En este caso no es la indiferencia de costumbre lo que llama a pensar. Sino la dirección equivocada en la mirada hacia un país asiático con más de cincuenta millones de habitantes, hacia una Nobel de la Paz que pasó del encarcelamiento al poder, hacia una nación que —por instantes— se entendió como el ejemplo de posibilidades de transición de un gobierno dictatorial y militar a uno civil. Tal vez, una vez más, hacia la manipulación de conceptos como la soberanía y la democracia.

Las perversiones de Myanmar piden urgencia y representan la necesidad del mundo entero, Occidente incluido, de revisar sus modelos y condescendencias.

Pero la perversidad en Myanmar no se queda en el recuento de los hechos sobre los eventos que suceden ahí mientras escribo estas líneas: un gobierno que niega estar llevando a cabo una operación de limpieza étnica sobre la población Rohingya, en muchas voces la minoría más perseguida del mundo. Una comunidad de más de un millón de personas obligada a escapar de la aniquilación y el desalojo. Y organizaciones internacionales, condenando y pidiendo que se detenga dicha operación criminal.

Las tragedias son más grandes cuando surgen de la perversidad.

Al preguntarnos que quedó de los Rohingya de Myanmar habrá que hacer historia. Recordar cuando a ese país sólo se le llamaba Burma, Birmania. Y volver al presente una y otra vez para tratar de entender las tendencias que tienen esos lugares que se comportan como una receta para el desastre.

Tras la Segunda Guerra Mundial y su independencia del Reino Unido en 1948, Birmania se estableció como un Estado Democrático Socialista. Aung Sang, fundador del Partido Comunista de Burma, es conocido como el padre de la patria. Su hija, la Premio Nobel de la Paz Aung San Suu Kyi, actual Consejera de Estado de Myanmar, es el poder de facto en el país.

En 1962, Ne Win, jefe de las fuerzas armadas, perpetró un Golpe de Estado. A partir de ese momento gobernó una junta militar a la que se le adjudicó una mala situación económica y en la que los ánimos se calentaron por el protagonismo del líder golpista. Ante la petición popular de deponer a Ne Win, tras bambalinas, éste operó un segundo Golpe de Estado en 1988. La nueva junta militar creó el Consejo de Restauración del Orden y el Desarrollo. Birmania cambió de nombre. Desde entonces se llama Myanmar.
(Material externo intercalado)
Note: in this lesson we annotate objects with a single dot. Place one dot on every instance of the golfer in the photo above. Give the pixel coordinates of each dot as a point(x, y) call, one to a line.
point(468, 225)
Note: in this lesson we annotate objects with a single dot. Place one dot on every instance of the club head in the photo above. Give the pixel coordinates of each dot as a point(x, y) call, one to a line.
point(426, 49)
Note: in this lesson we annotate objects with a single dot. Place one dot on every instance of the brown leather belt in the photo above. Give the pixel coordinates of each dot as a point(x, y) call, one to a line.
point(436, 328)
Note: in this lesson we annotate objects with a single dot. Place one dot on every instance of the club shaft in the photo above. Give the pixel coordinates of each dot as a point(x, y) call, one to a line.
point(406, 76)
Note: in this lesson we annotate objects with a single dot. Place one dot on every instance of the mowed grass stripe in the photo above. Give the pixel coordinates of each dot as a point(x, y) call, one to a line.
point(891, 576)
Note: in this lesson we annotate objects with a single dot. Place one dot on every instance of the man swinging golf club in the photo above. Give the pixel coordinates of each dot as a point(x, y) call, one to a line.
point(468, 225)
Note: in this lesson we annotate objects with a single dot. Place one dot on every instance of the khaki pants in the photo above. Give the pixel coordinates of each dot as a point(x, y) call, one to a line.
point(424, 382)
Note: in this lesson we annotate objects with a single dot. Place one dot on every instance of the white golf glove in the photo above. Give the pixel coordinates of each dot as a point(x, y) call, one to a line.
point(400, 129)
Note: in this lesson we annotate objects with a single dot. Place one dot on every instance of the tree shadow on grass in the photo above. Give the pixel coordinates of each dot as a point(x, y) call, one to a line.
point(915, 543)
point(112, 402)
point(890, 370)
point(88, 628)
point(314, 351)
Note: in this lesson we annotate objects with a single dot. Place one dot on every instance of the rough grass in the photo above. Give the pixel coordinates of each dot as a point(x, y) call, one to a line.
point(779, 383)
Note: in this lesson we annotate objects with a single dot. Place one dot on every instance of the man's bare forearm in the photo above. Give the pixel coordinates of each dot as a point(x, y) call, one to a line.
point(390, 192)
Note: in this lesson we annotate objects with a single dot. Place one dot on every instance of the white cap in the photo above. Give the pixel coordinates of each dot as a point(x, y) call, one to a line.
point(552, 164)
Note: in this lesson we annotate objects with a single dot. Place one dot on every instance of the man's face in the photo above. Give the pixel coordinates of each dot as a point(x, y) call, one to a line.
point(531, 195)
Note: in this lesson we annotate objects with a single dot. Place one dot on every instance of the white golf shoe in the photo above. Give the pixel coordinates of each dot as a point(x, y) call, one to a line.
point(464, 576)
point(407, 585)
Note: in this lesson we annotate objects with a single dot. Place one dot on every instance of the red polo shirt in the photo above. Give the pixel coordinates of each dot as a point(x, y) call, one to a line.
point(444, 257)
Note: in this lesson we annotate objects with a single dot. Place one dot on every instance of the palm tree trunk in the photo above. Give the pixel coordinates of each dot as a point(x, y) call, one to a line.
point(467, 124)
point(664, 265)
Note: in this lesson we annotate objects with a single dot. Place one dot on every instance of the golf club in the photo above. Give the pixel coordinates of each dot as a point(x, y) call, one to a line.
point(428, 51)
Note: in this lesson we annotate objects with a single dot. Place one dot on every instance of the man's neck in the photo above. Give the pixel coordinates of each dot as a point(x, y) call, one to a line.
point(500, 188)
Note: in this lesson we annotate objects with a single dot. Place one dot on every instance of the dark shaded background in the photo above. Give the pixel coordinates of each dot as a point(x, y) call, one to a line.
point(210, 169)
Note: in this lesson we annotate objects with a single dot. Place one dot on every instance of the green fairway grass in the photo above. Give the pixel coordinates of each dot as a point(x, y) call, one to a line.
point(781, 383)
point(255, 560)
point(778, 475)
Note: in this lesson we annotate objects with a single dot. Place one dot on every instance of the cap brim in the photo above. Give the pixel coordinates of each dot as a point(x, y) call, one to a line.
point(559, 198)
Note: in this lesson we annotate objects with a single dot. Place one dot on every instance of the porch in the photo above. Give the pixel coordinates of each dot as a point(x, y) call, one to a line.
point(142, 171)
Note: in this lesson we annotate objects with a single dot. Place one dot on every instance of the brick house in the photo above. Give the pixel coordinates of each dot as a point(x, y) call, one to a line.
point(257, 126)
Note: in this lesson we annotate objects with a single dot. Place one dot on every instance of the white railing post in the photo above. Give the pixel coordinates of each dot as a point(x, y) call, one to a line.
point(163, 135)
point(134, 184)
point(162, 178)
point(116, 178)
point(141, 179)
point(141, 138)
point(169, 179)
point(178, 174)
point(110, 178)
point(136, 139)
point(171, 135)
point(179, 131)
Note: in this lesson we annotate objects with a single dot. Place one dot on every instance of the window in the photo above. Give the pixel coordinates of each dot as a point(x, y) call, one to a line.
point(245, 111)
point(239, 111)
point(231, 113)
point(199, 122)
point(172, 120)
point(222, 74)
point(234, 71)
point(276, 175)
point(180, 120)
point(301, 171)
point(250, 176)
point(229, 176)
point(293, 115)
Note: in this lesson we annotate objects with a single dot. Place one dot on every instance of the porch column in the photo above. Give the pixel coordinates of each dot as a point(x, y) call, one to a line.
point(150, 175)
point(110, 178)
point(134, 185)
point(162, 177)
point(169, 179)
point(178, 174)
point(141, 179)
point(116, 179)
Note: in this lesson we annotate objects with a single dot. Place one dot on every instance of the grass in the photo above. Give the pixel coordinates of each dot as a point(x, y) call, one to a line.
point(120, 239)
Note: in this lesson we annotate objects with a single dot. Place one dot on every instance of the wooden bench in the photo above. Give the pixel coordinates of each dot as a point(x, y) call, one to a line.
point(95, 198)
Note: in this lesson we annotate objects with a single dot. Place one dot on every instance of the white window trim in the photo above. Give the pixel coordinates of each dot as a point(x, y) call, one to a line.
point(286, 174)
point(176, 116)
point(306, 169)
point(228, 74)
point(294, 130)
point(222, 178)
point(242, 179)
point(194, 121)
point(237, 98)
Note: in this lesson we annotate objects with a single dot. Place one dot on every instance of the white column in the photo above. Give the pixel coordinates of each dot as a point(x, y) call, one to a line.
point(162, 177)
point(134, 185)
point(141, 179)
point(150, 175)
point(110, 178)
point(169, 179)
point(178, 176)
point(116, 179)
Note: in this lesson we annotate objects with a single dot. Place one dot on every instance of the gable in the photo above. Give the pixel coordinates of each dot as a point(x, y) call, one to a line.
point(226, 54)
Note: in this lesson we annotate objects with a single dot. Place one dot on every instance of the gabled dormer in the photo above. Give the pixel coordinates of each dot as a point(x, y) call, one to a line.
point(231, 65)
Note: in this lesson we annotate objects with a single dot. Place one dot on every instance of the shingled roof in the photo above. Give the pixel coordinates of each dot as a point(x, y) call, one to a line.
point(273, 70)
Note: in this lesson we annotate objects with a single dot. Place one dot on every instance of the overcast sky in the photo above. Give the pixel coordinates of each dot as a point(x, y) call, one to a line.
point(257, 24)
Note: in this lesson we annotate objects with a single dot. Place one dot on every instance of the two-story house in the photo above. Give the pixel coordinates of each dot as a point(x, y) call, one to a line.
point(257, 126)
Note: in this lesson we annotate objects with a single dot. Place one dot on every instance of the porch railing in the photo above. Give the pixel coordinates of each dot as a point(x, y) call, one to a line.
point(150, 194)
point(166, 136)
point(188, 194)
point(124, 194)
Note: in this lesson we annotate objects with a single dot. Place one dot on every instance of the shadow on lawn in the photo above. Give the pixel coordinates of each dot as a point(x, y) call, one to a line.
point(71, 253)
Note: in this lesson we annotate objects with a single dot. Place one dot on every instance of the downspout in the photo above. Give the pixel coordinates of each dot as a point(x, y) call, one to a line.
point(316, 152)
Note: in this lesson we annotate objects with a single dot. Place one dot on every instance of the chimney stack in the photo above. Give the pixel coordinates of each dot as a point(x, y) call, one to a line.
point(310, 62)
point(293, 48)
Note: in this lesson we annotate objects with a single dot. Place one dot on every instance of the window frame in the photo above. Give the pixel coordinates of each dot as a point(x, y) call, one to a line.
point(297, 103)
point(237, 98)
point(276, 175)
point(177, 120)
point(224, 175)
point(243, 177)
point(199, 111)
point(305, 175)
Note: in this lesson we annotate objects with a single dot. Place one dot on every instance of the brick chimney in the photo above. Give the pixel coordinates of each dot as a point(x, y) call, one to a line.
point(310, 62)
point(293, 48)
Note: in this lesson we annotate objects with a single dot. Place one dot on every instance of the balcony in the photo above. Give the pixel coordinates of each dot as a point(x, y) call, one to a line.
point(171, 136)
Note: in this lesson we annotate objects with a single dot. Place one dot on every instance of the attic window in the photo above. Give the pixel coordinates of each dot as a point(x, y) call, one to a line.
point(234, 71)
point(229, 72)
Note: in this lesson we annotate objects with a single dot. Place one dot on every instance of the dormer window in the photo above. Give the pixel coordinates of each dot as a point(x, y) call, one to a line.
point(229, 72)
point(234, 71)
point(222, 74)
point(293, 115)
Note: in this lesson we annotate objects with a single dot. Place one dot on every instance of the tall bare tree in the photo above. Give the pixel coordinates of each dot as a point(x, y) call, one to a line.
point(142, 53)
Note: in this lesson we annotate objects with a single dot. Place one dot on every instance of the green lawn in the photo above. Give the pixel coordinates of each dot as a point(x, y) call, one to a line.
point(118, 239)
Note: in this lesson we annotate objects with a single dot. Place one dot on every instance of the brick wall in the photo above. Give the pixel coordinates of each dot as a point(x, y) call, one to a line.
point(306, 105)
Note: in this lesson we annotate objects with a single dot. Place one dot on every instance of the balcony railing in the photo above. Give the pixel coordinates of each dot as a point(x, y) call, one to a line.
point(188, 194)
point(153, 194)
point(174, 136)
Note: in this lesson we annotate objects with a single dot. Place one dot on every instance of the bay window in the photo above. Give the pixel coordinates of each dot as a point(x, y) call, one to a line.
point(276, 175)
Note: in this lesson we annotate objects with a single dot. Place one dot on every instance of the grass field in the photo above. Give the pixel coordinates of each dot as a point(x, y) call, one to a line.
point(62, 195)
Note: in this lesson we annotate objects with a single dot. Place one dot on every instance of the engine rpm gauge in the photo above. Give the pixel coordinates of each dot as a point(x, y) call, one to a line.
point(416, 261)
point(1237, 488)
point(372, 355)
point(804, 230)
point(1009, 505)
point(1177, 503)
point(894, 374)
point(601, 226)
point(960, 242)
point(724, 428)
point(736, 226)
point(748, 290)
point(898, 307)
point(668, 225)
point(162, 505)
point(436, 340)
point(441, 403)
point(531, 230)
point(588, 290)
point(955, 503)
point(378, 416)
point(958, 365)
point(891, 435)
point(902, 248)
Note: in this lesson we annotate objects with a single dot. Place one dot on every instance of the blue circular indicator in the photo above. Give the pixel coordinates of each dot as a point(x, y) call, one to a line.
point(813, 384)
Aung San Suu Kyi, opositora a la junta militar, fue arrestada y se convirtió en símbolo de la resistencia. A lo largo de veintiún años estuvo presa en diversas ocasiones, quince de ellos bajo prisión domiciliaria.

En 1991 la Academia sueca le otorgó el Nobel “por su lucha no violenta a favor de la democracia y los derechos humanos”.

Desde 1989 hasta años recientes, con la intención de liberar presión local e internacional, la junta militar del segundo Golpe estableció un cese al fuego con los diferentes grupos étnicos. La reacción de la junta militar a la catástrofe provocada por un huracán en 2008 fue el catalizador de lo insostenible de su permanencia en el gobierno. Con doscientos mil muertos y un millón de damnificados, la ayuda internacional se entregó con preferencia a las poblaciones budistas, mayoría en el país. En 2010 se convocaron elecciones que permitieran la transición a un gobierno civil y los conflictos étnicos se transformaron en herramienta política.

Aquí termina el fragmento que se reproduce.